Men for whom sexual performance is the sine qua non of
masculinity may be loathe to seek treatment. Impotence can become so
fraught with fright that some may resort to artificial means to
regain a semblance of a sex life. Some adventurers are already
familiar with sticking their dick inside a plastic cylinder, pumping
blood into it, then putting a tension ring around the base. Vacuum
pumps are effective, but hinder romance and spontaneity. Surgery --
implanting a pair of semirigid rods or inflatable cylinders in the
erectile tissues of the penis -- is expensive and can cause
irreversible nerve damage.
While sticking a needle in one's dick may deter many, it has
become routine for Paul Kondratenko. He can usually manage a partial
erection, but on off-nights it's erect with Caverject, a
penile-injection system of Prostaglandin E1. "The first time they
shot me up at the hospital, I sat there for two hours trying to read
or fall asleep with this raging hard-on." Paul laughs at the memory
of his first synthetic boner. "The nurses periodically would come
into the room to check it out. I was elated that it worked, but I
kept wondering, 'When will this go down?'" Except for the cost, Paul
is pleased, saying his stiff looks, feels and acts like the real
thing -- "except you're stuck with it for an hour or two," so
reservations are required. Gone are impromptu wanks in the gym sauna
or the morning quickie.
As with other pleasures in life, too much Caverject can be a bad
thing, especially since the long-term effects are still unknown.

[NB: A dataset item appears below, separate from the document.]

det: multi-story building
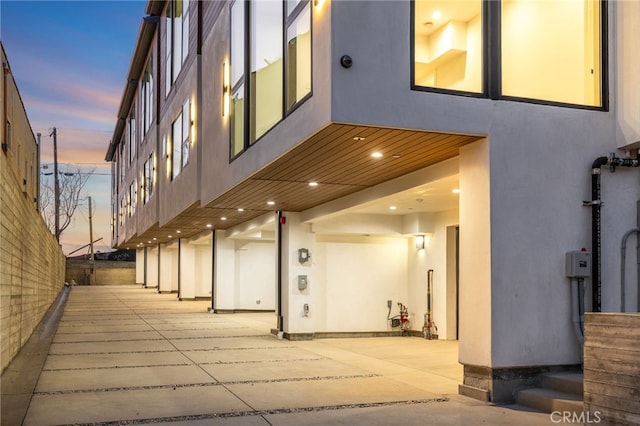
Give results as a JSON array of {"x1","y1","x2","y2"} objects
[{"x1": 106, "y1": 0, "x2": 640, "y2": 401}]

Three injections a week is the maximum; otherwise there's a danger
of priapism -- the phallic equivalent of the Terminator-meets-the
EverReady Bunny -- and the possibility of a permanently curved
penis. Muse, a urethral suppository of Prostaglandin E1 that is
inserted into the urethra, is just out.
When Paul's six-month Upjohn Patient Assistance Program for
Caverject ends, it will cost him $21 per boner, totaling more than
$250 a month -- way beyond his SSI payments. "I believe that
impotence can be treated successfully and economically," Paul says,
adding that buyers clubs could procure Prostaglandin more cheaply.

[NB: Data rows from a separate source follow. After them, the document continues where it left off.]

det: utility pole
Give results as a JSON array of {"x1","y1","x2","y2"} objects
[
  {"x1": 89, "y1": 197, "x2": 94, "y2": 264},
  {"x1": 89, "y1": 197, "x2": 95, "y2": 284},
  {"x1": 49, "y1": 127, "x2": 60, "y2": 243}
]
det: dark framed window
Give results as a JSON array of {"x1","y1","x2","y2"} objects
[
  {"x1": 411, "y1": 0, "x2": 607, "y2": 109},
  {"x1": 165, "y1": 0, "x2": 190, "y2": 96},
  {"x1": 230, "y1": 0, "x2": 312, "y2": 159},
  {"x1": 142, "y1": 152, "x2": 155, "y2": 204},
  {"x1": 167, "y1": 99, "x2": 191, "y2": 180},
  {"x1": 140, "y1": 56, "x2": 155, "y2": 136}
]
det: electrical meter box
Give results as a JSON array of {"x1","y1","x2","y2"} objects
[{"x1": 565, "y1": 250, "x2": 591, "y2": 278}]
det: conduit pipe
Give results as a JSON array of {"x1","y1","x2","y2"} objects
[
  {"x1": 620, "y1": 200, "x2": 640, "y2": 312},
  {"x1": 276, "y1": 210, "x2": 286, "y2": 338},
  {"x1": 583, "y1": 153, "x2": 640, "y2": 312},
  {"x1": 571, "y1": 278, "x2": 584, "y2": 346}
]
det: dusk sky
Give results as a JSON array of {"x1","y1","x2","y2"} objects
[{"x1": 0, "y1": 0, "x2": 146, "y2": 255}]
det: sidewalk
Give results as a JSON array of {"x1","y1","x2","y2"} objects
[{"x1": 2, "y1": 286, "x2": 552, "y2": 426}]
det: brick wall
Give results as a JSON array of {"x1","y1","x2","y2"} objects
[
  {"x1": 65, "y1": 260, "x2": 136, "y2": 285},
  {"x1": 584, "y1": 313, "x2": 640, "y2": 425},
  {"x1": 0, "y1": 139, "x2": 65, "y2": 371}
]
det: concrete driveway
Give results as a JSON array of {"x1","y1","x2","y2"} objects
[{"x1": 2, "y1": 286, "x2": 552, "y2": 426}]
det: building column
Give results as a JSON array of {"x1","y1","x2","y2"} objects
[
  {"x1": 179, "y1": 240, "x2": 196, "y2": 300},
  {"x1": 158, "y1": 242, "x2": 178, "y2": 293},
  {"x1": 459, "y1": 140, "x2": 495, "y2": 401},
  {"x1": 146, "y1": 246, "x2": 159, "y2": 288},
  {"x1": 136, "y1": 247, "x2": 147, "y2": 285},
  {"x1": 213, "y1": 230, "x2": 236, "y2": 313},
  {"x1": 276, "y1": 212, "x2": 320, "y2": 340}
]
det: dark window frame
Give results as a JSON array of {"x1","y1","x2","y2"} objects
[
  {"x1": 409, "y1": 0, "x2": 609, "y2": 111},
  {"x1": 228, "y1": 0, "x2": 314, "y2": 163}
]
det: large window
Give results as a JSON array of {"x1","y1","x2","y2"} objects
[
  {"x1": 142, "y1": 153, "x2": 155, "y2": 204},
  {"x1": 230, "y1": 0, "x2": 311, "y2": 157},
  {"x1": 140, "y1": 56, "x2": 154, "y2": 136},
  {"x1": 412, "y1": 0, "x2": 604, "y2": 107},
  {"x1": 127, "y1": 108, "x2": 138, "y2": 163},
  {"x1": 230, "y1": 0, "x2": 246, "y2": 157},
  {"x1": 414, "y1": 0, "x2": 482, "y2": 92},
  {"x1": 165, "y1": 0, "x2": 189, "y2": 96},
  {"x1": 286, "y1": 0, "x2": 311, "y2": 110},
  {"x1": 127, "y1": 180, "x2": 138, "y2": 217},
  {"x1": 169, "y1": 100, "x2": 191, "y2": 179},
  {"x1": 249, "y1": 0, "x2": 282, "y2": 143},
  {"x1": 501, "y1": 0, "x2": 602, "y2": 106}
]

"The trouble is getting the department of public assistance and the
insurance companies to cover such treatments. Sex is not considered
a life-or-death issue," he says. "Besides that, my doctor says some
urologists are reluctant to deal with [gay] AIDS patients."

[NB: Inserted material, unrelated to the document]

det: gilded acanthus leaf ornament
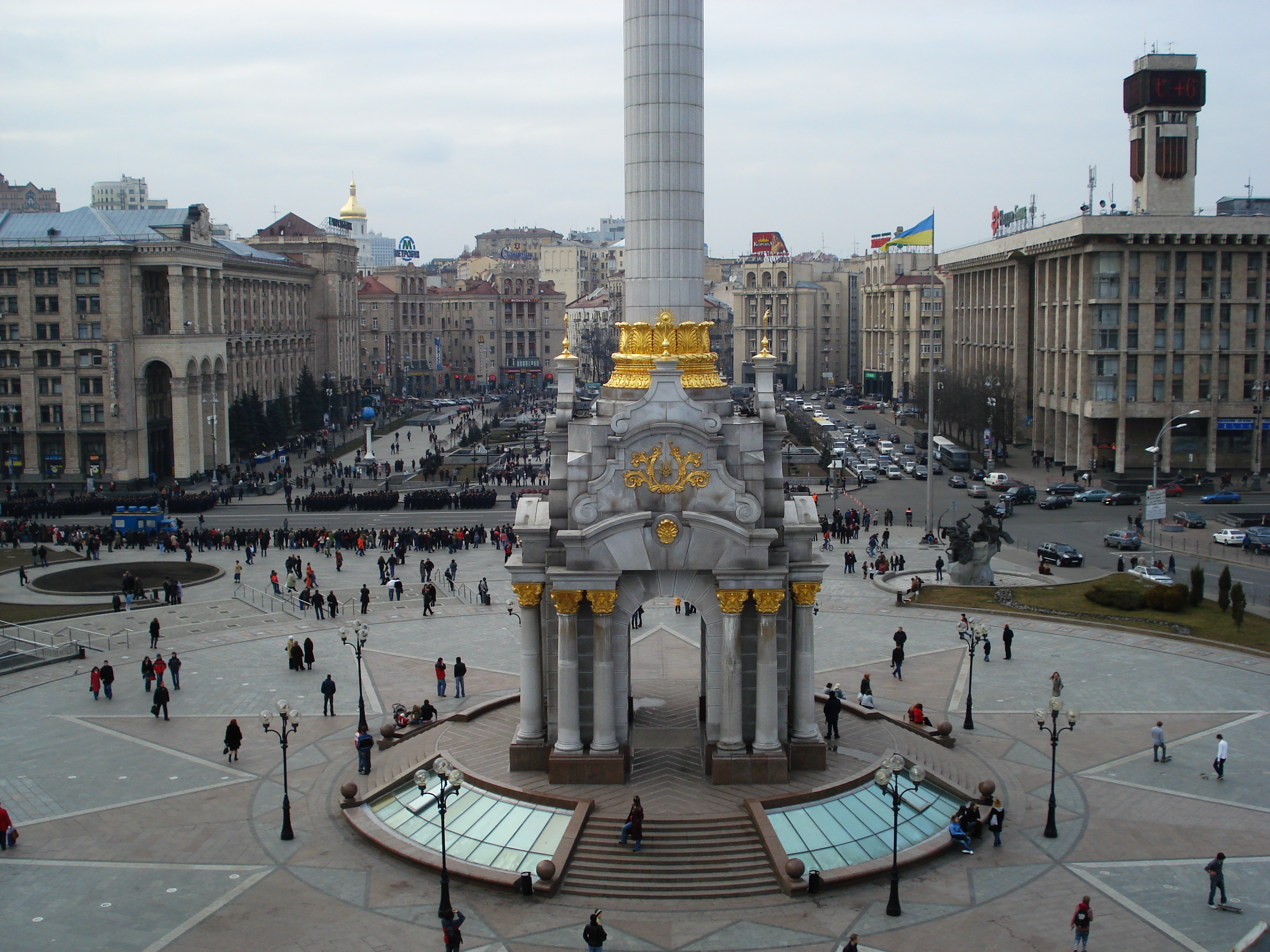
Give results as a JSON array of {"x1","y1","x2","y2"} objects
[{"x1": 622, "y1": 443, "x2": 710, "y2": 493}]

This unprofessional, not to mention homophobic, attitude -- as in
"Treating HIV positive gay men with testosterone is like giving
Typhoid Mary a job as a cook," a comment Rabkin reports a colleague
made -- is not rare. Consider the recent example of one Dr. William
Fisher of the University of Western Ontario, Canada. In a letter to
The Journal of Sex Research, Fisher writes: "The act of
administering testosterone to stimulate sexual desire and function
in a population of persons who carry a fatal, sexually transmitted
pathogen requires ethical scrutiny of the most serious sort." He
frets that HIV positive men with dementia who are taking
testosterone might -- deliberately or not -- infect others, citing a
study of eight HIV positive men who, on testosterone, had
unprotected anal sex. But Fisher failed to note certain facts that
the report made clear: All unsafe sex was by mutual consent; most of
it was between positive partners; when the couple was of mixed
status, it was the man with HIV who was the bottom.
Fortunately, such dark-age prejudices as Fisher's are countered
by other, more enlightened ones: "With the advent of combination
therapy and early treatment," Dr. Romeyn says, "it's thrilling to
see people returning to a sexual life, and testosterone supplements
are marvelous. We stress that it's important for people with HIV to
have sex. Period! End of discussion."